Looking at the Quantile-Quantile plot (figure 21) the slope of the curve of the plotted points increases from left to right, which indicates that a theoretical distribution skewed to the right, such as a log-normal distribution, might better fit the data. In addition, the mild curve indicates a small shape parameter for the chosen distribution (i.e. σ for log-normal). Cook’s Distance (figure 23) shows outlier points, as all data points are not within a distance of two units of residual of the zero line. However, since the data result from designed experiments, we cannot eliminate the outliers with this method.

Figure 22. Chart. Quantile-Quantile plot for total travel delay of light-duty vehicles.

Figure 23. Chart. Outlier and leverage diagnostics for total travel delay of light-duty vehicles.

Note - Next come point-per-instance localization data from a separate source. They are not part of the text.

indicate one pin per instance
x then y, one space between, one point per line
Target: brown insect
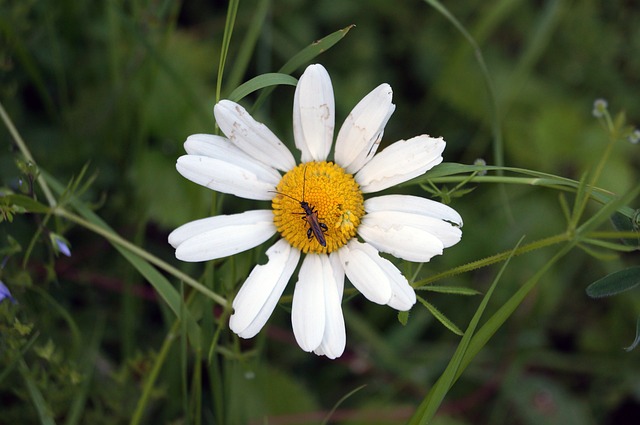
310 215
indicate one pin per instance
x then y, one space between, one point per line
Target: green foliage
102 95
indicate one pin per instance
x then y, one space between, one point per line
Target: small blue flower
61 244
5 293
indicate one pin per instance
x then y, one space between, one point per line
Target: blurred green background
119 85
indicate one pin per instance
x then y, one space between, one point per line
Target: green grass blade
446 322
304 56
428 408
163 287
42 407
260 82
615 283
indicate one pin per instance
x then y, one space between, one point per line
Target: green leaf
161 284
314 49
456 290
468 347
634 344
29 204
304 56
260 82
623 223
38 400
441 317
615 283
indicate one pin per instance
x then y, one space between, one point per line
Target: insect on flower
310 215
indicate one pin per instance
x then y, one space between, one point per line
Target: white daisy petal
229 177
408 236
360 135
403 296
399 162
252 137
414 205
260 293
427 220
222 148
308 311
376 277
313 114
334 339
361 264
222 235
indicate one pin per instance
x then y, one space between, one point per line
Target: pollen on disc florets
331 193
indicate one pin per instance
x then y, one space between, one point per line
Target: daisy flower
317 209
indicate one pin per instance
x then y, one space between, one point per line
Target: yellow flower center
318 207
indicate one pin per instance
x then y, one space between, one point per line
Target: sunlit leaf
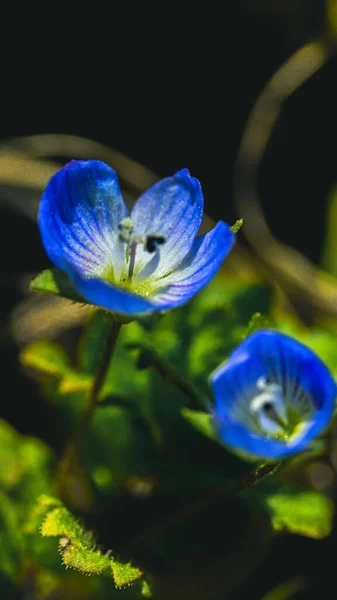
78 549
47 357
306 513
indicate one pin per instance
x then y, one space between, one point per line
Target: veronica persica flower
130 264
272 396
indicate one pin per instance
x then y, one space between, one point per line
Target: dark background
174 90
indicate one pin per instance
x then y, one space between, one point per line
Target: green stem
153 360
229 489
72 450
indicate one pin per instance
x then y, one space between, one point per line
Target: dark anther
153 240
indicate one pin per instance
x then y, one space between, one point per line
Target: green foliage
78 550
237 226
303 512
152 434
202 421
45 357
55 281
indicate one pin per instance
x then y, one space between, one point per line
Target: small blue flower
272 396
150 260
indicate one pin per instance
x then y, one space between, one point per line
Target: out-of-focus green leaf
93 341
11 545
203 422
55 281
25 465
46 357
78 550
237 226
298 511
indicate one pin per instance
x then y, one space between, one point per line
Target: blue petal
112 298
172 207
79 215
280 359
197 269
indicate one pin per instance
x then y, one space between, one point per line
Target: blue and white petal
272 396
79 215
172 207
196 270
111 297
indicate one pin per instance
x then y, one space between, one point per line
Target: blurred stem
149 358
72 450
233 487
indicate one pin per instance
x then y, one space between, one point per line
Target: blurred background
172 90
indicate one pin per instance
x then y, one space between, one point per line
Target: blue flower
272 396
150 260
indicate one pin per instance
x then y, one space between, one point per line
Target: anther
125 228
153 240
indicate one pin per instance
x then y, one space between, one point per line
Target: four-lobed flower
130 264
273 396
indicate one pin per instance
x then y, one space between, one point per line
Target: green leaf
203 422
55 281
124 574
46 357
237 226
78 549
11 545
93 341
306 513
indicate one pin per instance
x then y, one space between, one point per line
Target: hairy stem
229 488
72 450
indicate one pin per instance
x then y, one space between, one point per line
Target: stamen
126 228
269 407
153 240
132 254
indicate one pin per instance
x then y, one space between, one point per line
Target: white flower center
269 407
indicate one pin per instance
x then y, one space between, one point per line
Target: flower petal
197 269
173 207
112 298
279 358
79 215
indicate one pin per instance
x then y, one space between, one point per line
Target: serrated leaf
146 591
55 281
237 226
306 513
125 574
46 357
60 522
203 422
78 550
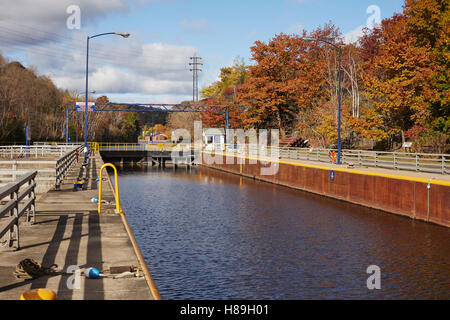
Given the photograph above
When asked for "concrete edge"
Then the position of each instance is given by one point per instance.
(137, 251)
(391, 176)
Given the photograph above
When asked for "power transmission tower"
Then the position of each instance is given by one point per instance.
(195, 69)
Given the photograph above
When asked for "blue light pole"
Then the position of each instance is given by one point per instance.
(122, 34)
(339, 97)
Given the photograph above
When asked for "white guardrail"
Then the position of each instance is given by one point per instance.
(54, 169)
(419, 162)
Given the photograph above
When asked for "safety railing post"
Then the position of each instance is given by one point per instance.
(116, 182)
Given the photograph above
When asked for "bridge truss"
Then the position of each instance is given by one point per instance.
(149, 107)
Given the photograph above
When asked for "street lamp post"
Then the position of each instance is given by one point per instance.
(122, 34)
(339, 97)
(76, 114)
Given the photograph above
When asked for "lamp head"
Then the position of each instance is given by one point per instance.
(123, 34)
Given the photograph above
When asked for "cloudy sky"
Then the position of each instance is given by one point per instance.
(152, 66)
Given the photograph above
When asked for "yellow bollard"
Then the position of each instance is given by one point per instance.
(116, 182)
(38, 294)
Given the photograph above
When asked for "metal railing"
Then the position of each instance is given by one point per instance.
(40, 151)
(49, 170)
(66, 162)
(135, 146)
(16, 207)
(419, 162)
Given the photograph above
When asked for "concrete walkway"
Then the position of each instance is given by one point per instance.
(70, 232)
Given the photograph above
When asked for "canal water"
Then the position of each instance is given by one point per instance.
(211, 235)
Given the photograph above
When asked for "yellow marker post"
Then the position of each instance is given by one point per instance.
(38, 294)
(116, 183)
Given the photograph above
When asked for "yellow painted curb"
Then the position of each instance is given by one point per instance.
(391, 176)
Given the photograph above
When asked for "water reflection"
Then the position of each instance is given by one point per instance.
(207, 234)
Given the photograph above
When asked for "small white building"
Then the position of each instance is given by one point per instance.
(214, 137)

As part of additional analysis, the residuals are plotted separately for each explanatory variable (figure 22). Since the variables are uncorrelated by design, each graph shows the direct relationship of the dependent variable and the explanatory variable. Travel delays of light-duty vehicles seem to have a nonlinear relationship with a number of available lanes. The residuals suggest data-fitting functions, such as log-normal distributions. Incident duration has a random scatter plot suggesting a quadratic relationship between incident duration and travel delay of cars. Also, variance is not constant and there is fanning.

Residuals of volume show cosine or bimodal distribution. Form Residuals associated with the FFS, truck composition, and gradient are also randomly scattered around zero; therefore, the linear assumption seems reasonable.

Figure 24. Chart. Scatterplots of residuals against explanatory variables.

Given these observations, to improve the model, new variables based on the above analysis were introduced to the model and the process was continued. These variables were developed from a variety of transformations involving the explanatory variables.

For travel delay of light-duty vehicles, residual graphs for the final fitted model were found, as seen in figure 25 and figure 26. Residuals are distributed normally around zero (figure 25) and systematic patterns of these models are eliminated (figure 26).

Figure 25. Chart. Normality of residuals for total delay of cars.

Figure 26. Chart. Standard residuals for total delay of cars.